O espaço de discussão sobre as relações entre língua e identificação cultural tem sido
progressivamente preenchido pelas preocupações dos sociolinguistas no que diz respeito às
questões de variação linguística. Existem fatores internos e externos intervenientes nessa
variação que supõem interação entre fatores linguísticos (cognitivos e inatos) além de fatores
sociológicos.
O início da colonização do Brasil pôs em contato o português europeu do século XVI
com a língua falada pelos habitantes da terra recém-descoberta. Na época, os indígenas eram
em número muito superior aos portugueses que, durante muitos anos, se viram obrigados a
aprender a nova língua. A missionação dos jesuítas reforçou a necessidade de aprendizagem
da língua dos indígenas falada ao longo do litoral — uma das chamadas “línguas gerais —,
utilizada pelos catequizados simultaneamente com o português.” Desde cedo, porém, e até ao
século XIX, os barcos de traficantes de escravos não cessaram de deixar na costa brasileira
incontáveis grupos de negros cujo número veio a ultrapassar rapidamente o dos primitivos
habitantes da terra, os indígenas.
Algumas circunstâncias, como a emigração de portugueses para o Brasil e a
transferência da Corte portuguesa para o Rio de Janeiro no século XIX, forçaram a utilização
do português e a sua extensão progressiva aos falantes das línguas gerais. Do contato do
português com as línguas dos nativos e com os crioulos africanos resultaram, naturalmente,
várias influências na língua dos colonizadores.

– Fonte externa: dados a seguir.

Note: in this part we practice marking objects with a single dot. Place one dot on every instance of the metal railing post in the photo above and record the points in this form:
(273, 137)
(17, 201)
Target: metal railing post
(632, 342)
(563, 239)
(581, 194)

O fato de as fronteiras políticas de Portugal serem as mais antigas da Europa
contrariou uma variação mais profunda provocada por fatores exteriores, a qual foi
sobrelevada pela ação de fatores internos à própria língua.
De um ponto de vista estritamente linguístico, não há como provar que as diferenças
nos mais diversos níveis entre duas formas de falar próximas (PB e PE) obrigam que essas
formas de falar passem a ser consideradas como duas línguas distintas. A manutenção dessas
variedades no enquadramento do que se denomina uma língua é, em última análise, uma
opção política. Ou seja, o termo “Português”, que cobre as variedades socioletais, dialetais e
nacionais que convivem em Portugal e no Brasil, deve ser entendido como importante
instrumento de coesão entre povos e como afirmação política e econômica num contexto
envolvente transnacional. A língua, porém, não é tão somente um fator de importância
político-econômica. É um fator de identificação cultural.
Duas formas de comportamento: linguística e cultural. As duas resultam da interação
das capacidades cognitivas e emocionais do homem e das orientações comportamentais que
advém do contexto social. A atividade linguística realiza-se pela natureza da fala, que é uma
abstração até ser concretizada na produção linguística de cada indivíduo. De igual modo a
cultura cobre uma abstração, mas realiza-se por diversas formas de comportamento, com
fronteiras menos definidas. Em resumo, a atividade linguística de cada indivíduo contribui
para a autopercepção e para a identificação do indivíduo. É, na realidade, um fator de
identificação cultural, mas no uso, e pelo uso, que dela faz o indivíduo, e não apenas por
pertencer a uma comunidade que utiliza aquela língua.